The best thing about the option chain is that it provides valuable information about the current security value and how it will affect it in the long term.
Understanding the option chain will help investors make correct choices within the market. This article will give you a clear understanding of the Options chain to make the right trading decision.
Options chain can be defined as the listing of all option contracts. It comes with two different sections: call and put.
A call option means a contract that gives you the right but does not give you the obligation to buy an underlying asset at a particular price and within the option’s expiration date.
On the other hand, a put option means a contract that gives you the right but does not give you the obligation to sell an underlying asset at a particular price and within the option’s expiration date.
An option strike means the stock price at which the investor is ready to buy the stock if the choice is exercised.
An option chain lists all option contracts, including put and call option for given security. However, several traders focus on net change,’ ‘bid,’ ‘last price,’ and ‘ask,’ columns to assess current market conditions.
Option chain is also called the option matrix. With the help of the option matrix, several skilled traders can easily see the direction of price movements.
Option Matrix also allows users to analyze and identify the points at which a low or high level of liquidity appears. Typically, it limits the traders to evaluate the depth and liquidity of specific strikes.
Here are components of the options chart that will help you to read the options chain chart easily. Let’s look at the given below:
Typically, options have two different types:
a. Call Option
Call option means a contract that extends the right to buy underlying at a specific price within a specified date
b. Put Option
Put option is also a contract that extends the right to sell underlying at a specific price within a specified date.
Strike price means a price at which both buyers and sellers of the Option agree to execute a contract. When the options price goes beyond the strike price, the options trade turns out to be profitable.
In-the-Money ATM is considered when the call option’s strike price is a smaller amount compared to the present market value.
Conversely, the put option is the In-The-Money ATM if the current market price is less than the stock price.
At-The-Money or ATM defines a situation wherein the strike price of a put or a call option is equivalent to the current market price of an underlying asset.
Over-The-Money is considered when the strike price is more than the current market price of an underlying asset.
Similarly, on the other hand, if the strike price is lower than the current market price of an underlying asset, then the put option is said to be at OTM.
Open Interest means the Interest of traders during a specific strike price. The higher the amount, the Interest will be more among the traders for the actual strike price of an option. Since there’s more Interest among traders, there will be high liquidity to trade your opinion.
It shows all the significant changes taken place in the Open Interest before the expiration date. The significant difference in OI signifies that either contracts are closed, exercised, or squared off.
The volume shows the trader's interest, and the total number of contracts of an option for a specific price traded within the market.

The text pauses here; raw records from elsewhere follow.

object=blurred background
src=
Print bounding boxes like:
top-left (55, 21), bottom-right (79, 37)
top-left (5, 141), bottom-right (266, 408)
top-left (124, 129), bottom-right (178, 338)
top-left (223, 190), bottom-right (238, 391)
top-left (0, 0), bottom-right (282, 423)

Volume is calculated daily and can even help understand the current Interest of several traders.
Implied Volatility showed the price swing. High Implied volatility means there will be a high swing in prices, and low implied Volatility means there will be few or low swings in prices.
LTP means the last traded price of an option.

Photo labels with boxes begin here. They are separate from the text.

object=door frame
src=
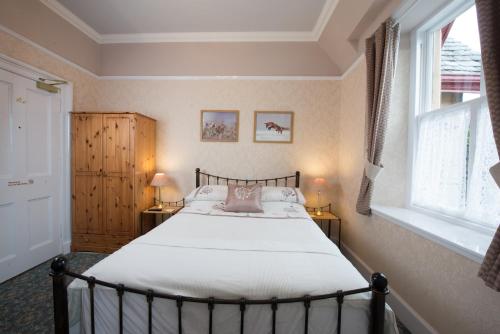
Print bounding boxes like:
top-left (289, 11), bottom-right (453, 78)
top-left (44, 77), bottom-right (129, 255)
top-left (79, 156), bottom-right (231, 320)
top-left (0, 53), bottom-right (73, 254)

Bid Price means the actual value quoted within the last buy order. A price above the Last Traded Price (LTP) may indicate rising demand for options.
Bid Quantity is the total number of buy orders booked for a particular strike price. However, it tells you about the current demand for the strike price of an option.
Ask Quantity is the total number of open sell orders for a particular strike price. It indicates the availability of the options.
Ask Price is the value quotes within the last sell order.